As Long as It Was Fun

Posted on November 21, 2007

Andrew A. Nierenberg (bio) explains how participation in a clinical scholars program led to 21 years of research.


I did a residency at NYU. I was interested in learning how to take excellent clinical care of very ill people, and then towards the end of my residency, I became interested in how we made clinical decisions. And in order to do that, I realized that I didn’t have the tools to even think about it, and it turned out that somebody a year ahead of me did an interesting fellowship called the Robert Wood Johnson Clinical Scholars Program. And really almost at a lark, I applied to it, and to my surprise I got into it.

So I ended up doing two years of intensive research training, heavily didactic in the first year, and then I had to do a project in the second year. And I decided that I would continue to do it as long as it was fun, and that was over 21 years ago.

The setting that I currently work in is at Massachusetts General Hospital.

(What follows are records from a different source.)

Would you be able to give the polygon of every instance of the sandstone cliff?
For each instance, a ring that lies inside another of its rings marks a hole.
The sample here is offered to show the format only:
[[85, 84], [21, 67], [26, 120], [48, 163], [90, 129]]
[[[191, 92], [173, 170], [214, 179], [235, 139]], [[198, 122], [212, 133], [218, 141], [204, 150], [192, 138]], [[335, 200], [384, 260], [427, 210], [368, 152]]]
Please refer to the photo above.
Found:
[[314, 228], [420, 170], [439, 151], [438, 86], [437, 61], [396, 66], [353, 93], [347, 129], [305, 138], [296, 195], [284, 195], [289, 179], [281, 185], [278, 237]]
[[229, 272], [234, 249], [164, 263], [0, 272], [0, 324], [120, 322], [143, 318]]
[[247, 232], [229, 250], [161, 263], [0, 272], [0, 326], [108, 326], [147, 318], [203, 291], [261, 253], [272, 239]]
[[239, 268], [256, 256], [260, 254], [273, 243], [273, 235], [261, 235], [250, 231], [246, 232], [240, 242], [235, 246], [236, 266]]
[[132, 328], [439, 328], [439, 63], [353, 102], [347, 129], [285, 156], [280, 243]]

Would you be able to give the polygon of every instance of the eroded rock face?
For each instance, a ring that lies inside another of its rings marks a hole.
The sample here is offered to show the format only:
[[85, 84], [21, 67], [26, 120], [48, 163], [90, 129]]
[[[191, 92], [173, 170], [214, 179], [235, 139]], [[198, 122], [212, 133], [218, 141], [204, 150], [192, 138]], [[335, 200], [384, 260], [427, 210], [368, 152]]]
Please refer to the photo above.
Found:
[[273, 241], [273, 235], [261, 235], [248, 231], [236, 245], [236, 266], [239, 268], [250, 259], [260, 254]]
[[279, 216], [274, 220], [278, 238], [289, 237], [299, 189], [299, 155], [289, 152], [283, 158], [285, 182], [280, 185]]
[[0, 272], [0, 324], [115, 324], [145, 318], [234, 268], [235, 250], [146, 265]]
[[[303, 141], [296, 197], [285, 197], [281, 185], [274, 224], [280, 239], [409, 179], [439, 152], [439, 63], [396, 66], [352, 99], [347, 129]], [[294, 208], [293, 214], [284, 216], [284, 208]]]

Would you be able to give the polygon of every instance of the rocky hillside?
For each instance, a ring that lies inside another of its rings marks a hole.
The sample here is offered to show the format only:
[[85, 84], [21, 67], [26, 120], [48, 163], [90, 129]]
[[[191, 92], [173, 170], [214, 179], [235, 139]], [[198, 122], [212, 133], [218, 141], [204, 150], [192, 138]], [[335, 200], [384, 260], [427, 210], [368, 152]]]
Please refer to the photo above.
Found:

And I help run the Bipolar Clinic and research program, and I also head the NIMH Bipolar Trials Network. Within the research program, we do a lot of intervention research. So we do things with pharmaceutical companies that are mostly investigator-initiated, and we also do things that are funded by NIMH. We have two K Awards that just came into our program, and we’ll be doing things through the Bipolar Trials Network.

Again, it’s all really focused on intervention research, and we collaborate with people who do neuroimaging, genetics, neurophysiology studies. We’re expanding to look at some basic cytokines, cognition, and we’ll collaborate with anybody who will play with us.